其ノ二十八
翡翠は手近にあった松明を手にする。
二人は足音を立てぬようゆっくりと、そして慎重に歩を進めた。
頼りになるのは翡翠の手に握られている大松の明かりだけだ。ゆらゆらと揺らぐ炎は、二人の影を大きく壁へと映しだしている。
「この先に何があるんだろうな」
静かに。それを手で表現する雨露に、翡翠は慌てて口を閉ざす。
小声で話しても、ここでは響いてしまうようだ。
そうこうしている間に、また広い空間へと出た。
だが、そこは最初の空間とは違い肌寒く、壁に括り付けられている大松の数も少ない。

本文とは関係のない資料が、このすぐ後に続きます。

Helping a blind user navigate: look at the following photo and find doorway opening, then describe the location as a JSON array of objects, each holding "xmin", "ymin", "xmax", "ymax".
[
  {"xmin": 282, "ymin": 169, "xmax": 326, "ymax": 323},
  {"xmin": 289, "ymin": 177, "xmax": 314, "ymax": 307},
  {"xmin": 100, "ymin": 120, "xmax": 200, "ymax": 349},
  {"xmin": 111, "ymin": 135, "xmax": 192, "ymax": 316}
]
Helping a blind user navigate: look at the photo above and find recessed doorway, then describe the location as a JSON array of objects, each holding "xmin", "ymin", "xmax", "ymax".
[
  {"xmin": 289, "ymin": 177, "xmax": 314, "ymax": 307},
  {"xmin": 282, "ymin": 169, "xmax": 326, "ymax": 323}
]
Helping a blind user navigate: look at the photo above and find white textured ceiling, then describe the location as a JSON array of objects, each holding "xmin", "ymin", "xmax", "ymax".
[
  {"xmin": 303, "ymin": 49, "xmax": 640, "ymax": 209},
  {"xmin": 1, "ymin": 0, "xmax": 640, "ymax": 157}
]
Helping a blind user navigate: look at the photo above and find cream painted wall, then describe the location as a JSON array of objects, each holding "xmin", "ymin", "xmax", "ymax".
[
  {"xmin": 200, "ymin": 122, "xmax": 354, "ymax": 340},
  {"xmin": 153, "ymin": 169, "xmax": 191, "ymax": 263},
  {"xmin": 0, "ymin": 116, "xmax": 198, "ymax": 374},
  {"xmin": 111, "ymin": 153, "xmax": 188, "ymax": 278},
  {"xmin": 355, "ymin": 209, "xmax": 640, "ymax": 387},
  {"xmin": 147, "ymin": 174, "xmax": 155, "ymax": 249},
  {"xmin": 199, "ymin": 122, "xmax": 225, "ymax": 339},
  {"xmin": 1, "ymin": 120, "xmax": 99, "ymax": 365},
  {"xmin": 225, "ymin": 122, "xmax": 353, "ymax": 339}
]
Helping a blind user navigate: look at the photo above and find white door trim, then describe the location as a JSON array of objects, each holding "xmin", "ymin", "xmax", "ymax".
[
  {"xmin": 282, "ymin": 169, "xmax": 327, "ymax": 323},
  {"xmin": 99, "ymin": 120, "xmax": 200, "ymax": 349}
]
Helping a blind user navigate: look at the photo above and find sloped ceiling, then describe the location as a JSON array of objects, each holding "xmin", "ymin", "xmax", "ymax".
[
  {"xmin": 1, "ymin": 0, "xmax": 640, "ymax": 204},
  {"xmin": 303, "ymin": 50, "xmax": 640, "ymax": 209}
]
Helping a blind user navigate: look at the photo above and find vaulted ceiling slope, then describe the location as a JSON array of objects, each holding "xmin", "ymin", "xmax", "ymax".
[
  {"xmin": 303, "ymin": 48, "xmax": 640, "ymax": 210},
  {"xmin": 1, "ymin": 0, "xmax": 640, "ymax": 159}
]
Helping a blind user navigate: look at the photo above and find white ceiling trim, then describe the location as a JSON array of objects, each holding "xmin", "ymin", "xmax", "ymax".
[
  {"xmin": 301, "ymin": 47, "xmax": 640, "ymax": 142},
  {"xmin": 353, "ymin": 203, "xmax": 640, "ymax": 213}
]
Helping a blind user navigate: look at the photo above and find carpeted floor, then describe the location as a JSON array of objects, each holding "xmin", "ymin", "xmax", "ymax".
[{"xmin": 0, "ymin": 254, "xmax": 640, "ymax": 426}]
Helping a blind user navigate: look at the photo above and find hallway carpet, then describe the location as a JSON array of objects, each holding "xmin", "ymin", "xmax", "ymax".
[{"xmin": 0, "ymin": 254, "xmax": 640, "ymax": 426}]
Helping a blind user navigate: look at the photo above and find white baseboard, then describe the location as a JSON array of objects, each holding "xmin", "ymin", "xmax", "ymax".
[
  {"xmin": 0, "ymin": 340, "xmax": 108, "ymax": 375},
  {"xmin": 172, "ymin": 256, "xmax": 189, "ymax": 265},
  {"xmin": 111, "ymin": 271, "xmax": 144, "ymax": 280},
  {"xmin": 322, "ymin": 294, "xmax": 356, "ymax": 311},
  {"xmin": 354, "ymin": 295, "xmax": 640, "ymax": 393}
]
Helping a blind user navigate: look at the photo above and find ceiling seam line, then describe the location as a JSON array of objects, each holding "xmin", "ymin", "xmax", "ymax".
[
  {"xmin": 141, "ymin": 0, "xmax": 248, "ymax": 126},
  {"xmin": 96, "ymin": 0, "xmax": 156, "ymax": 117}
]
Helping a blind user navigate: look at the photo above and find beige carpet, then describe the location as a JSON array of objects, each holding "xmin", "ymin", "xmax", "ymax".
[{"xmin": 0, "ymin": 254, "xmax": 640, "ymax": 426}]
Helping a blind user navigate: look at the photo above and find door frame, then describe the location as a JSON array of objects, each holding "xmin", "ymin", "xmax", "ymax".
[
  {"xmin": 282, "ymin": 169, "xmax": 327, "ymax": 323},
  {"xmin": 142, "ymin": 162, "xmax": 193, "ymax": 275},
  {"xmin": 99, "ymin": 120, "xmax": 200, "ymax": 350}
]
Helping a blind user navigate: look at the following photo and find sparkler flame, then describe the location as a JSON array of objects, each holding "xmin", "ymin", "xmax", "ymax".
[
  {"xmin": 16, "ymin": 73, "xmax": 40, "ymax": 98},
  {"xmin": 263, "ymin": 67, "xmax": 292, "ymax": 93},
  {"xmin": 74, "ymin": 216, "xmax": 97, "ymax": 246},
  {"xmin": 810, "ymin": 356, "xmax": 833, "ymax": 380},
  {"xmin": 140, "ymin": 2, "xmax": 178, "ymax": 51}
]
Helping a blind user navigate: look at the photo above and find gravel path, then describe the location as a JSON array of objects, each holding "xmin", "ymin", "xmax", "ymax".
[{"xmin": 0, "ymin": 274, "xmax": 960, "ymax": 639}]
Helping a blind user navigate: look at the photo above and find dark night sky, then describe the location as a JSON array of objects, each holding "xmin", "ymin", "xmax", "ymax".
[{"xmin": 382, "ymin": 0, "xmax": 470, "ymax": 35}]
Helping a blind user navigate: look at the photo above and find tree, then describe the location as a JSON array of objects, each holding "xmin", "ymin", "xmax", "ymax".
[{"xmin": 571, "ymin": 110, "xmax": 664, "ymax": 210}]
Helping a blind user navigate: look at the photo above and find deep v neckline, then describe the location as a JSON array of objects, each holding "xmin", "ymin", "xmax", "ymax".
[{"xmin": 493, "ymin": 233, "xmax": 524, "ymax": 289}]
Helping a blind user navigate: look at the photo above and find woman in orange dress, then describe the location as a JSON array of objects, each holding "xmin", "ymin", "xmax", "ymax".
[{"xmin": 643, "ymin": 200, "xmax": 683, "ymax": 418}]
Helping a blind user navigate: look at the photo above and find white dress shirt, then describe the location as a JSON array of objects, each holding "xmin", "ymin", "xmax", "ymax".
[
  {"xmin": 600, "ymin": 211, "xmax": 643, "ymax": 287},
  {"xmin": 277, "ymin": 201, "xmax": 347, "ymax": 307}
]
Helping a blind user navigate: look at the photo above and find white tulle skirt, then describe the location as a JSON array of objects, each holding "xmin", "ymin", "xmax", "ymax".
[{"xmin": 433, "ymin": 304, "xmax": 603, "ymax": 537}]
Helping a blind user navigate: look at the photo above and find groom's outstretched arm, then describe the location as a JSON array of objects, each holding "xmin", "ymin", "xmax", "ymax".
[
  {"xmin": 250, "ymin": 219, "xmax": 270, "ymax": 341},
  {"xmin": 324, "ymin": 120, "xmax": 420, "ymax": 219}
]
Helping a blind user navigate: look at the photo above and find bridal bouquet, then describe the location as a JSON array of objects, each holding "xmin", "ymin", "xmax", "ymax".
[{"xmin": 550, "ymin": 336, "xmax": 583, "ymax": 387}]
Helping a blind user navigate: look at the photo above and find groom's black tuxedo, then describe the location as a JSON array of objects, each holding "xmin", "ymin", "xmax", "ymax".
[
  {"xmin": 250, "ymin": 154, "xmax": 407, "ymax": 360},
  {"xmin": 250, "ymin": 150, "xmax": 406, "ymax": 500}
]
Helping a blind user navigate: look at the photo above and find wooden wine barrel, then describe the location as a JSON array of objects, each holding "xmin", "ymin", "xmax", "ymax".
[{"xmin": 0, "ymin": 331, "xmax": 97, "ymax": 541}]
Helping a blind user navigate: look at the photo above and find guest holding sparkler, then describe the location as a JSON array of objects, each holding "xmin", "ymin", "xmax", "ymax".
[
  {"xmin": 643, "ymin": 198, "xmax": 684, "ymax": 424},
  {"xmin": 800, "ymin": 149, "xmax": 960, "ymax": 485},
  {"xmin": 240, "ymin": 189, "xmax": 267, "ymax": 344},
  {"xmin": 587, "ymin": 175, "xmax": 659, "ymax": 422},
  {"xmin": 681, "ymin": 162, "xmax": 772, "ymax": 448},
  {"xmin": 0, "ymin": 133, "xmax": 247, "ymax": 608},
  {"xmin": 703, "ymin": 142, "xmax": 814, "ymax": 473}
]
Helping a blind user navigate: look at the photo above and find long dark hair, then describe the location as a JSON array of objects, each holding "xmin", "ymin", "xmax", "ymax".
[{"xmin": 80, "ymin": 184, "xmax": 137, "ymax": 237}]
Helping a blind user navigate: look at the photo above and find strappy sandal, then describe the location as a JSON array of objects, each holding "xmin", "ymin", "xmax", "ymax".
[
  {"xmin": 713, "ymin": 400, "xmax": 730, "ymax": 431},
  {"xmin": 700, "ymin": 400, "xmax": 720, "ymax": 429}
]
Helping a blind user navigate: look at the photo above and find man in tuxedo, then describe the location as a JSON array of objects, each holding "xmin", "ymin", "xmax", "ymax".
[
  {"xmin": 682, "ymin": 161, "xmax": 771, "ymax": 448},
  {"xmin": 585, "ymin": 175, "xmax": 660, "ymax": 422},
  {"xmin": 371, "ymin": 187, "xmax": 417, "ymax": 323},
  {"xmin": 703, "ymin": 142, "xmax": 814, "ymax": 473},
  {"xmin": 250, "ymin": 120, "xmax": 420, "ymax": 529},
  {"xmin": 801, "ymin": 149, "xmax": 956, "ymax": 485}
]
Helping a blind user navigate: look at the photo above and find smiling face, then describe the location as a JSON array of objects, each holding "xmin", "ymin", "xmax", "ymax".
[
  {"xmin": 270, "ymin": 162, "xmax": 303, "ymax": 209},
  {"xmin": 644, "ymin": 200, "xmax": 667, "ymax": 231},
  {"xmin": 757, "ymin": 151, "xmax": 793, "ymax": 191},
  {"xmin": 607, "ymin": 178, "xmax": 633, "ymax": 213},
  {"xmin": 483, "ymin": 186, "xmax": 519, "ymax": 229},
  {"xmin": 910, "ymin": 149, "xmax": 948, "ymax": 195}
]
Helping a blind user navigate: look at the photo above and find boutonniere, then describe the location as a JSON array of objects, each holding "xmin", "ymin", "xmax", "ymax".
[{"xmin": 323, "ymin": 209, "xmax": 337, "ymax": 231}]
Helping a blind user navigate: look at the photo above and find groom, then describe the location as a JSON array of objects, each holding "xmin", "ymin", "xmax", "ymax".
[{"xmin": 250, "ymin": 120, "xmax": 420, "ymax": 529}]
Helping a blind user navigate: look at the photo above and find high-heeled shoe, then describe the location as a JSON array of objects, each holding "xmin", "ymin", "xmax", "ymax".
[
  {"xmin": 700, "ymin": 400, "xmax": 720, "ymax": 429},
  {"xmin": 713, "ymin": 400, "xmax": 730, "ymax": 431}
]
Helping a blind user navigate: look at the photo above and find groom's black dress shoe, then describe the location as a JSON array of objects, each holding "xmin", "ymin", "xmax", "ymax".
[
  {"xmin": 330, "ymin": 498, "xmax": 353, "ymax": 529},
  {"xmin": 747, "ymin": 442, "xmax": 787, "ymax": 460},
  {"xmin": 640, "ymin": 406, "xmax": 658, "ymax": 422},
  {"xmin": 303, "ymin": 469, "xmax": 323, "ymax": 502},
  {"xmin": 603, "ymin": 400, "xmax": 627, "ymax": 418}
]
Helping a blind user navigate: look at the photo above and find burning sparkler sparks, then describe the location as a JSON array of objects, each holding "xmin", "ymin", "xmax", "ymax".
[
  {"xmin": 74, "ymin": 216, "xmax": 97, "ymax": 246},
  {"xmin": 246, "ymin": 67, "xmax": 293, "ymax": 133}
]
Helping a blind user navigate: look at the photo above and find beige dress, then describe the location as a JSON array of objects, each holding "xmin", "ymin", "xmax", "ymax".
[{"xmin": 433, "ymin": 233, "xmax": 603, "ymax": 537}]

そのため辺りは薄暗かった。
「だ、誰だね?」
大松が無く、暗い方から嗄れた声が聞こえた。
暗い為確認はできないが、声からしてかなりの年齢の男性だということは解る。
「また……、また儂等を食うつもりか」
同じ声がまた聞こえた。怯えているような声色で。
口にしている言葉に疑問を思った翡翠と雨露は、大松を声の聞こえた方角へ向け、近付いていく。
近付くに連れてはっきりしていく輪郭。
本来は罪人を捕らえておく為に使う、鉄格子でできた牢屋の中に、白虎の国の者達であろう人々が閉じ込められていた。